Les ex-rebelles Séléka et les milices anti-balaka s’affrontent dans un cycle meurtrier et sanglant d’attaques et de représailles dont les civils sont les premières victimes.
À Brazzaville, l’ex-rébellion Séléka est représentée, mais pas sa branche dissidente. Les milices anti-balaka sont représentées par un coordonnateur national, mais le mouvement n’ayant aucune structure centralisée, celui-ci ne pourra parler au nom de tous les groupes éparpillés dans le pays.
Le gouvernement de transition est présent, mais la classe politique, les dirigeants religieux et la société civile se sont divisés, bon nombre de personnes refusant de prendre part à une nouvelle rencontre hors du pays.
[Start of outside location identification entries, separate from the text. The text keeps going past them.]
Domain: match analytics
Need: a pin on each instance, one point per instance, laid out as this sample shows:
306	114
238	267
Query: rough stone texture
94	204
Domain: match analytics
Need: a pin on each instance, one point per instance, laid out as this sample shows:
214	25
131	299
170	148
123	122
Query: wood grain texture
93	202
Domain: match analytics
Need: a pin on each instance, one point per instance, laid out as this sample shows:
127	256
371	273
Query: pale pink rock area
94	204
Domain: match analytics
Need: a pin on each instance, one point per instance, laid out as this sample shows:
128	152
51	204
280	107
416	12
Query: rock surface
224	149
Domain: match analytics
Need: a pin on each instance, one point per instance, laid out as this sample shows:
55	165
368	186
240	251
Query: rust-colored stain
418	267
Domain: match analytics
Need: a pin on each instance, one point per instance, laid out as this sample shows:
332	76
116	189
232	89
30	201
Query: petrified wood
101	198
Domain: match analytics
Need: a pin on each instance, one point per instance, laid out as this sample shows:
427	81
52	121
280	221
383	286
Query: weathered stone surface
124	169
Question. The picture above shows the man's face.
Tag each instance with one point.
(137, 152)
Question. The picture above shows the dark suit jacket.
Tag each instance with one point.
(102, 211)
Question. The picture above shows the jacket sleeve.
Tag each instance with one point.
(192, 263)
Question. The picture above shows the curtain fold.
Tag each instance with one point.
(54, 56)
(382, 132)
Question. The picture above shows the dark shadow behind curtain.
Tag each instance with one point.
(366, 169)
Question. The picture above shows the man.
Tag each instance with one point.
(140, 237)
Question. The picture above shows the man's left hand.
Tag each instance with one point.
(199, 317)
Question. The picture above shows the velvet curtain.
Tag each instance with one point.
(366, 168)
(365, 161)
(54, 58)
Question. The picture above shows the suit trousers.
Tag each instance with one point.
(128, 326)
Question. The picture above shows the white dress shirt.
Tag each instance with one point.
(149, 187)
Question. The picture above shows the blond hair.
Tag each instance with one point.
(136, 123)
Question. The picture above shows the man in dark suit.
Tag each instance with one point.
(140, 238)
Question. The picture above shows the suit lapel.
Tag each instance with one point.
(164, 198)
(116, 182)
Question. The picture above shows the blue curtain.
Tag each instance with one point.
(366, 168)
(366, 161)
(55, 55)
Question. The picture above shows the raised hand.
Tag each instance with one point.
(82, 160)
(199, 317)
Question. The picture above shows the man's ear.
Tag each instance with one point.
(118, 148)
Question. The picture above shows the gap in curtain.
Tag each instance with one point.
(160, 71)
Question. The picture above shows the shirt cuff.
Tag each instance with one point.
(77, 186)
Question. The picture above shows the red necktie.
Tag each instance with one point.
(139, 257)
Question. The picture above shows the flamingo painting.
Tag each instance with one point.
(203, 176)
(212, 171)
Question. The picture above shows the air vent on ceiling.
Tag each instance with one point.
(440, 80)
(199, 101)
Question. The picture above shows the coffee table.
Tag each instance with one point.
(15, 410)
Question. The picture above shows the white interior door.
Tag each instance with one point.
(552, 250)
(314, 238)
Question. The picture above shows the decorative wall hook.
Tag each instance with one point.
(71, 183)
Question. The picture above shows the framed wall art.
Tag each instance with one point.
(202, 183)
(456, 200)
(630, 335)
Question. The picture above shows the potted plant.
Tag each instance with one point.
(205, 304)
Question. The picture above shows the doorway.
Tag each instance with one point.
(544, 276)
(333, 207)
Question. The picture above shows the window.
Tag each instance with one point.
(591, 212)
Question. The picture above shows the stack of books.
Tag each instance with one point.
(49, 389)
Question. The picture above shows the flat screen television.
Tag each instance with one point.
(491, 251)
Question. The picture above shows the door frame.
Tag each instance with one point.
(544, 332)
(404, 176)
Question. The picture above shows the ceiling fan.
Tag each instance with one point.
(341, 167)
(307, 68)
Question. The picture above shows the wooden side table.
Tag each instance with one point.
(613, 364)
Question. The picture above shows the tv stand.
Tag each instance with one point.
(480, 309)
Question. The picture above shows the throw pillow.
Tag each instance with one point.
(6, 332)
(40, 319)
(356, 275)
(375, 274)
L’interventionnisme des pays de la région pour tenter de régler la crise est mal vécu, qu’il s’agisse du Gabon ou du Tchad, qui ont abrité des sommets n’ayant rien arrangé, ou encore du Congo.
Médiateur des pays de la région pour la crise centrafricaine, le président congolais Denis Sassou Nguesso a appelé les participants à s’«approprier le processus de retour à la paix, à la sécurité, à l’unité, à la réconciliation nationale et à la prospérité».
«La décision vous revient… nous considérons Brazzaville comme la première étape d’un long processus qui se déroulera chez vous», a-t-il ajouté, notant que le pays avait «atteint l’abîme» et qu’il était temps «de tirer les leçons de toutes les expériences passées.»
Pour Thierry Vircoulon, directeur du programme Afrique centrale du cercle de réflexion International Crisis Group, la question de la représentativité et le peu de temps prévu pour la rencontre risquent néanmoins «de peser sur sa réussite et sur la mise en oeuvre des décisions qui y seront prises».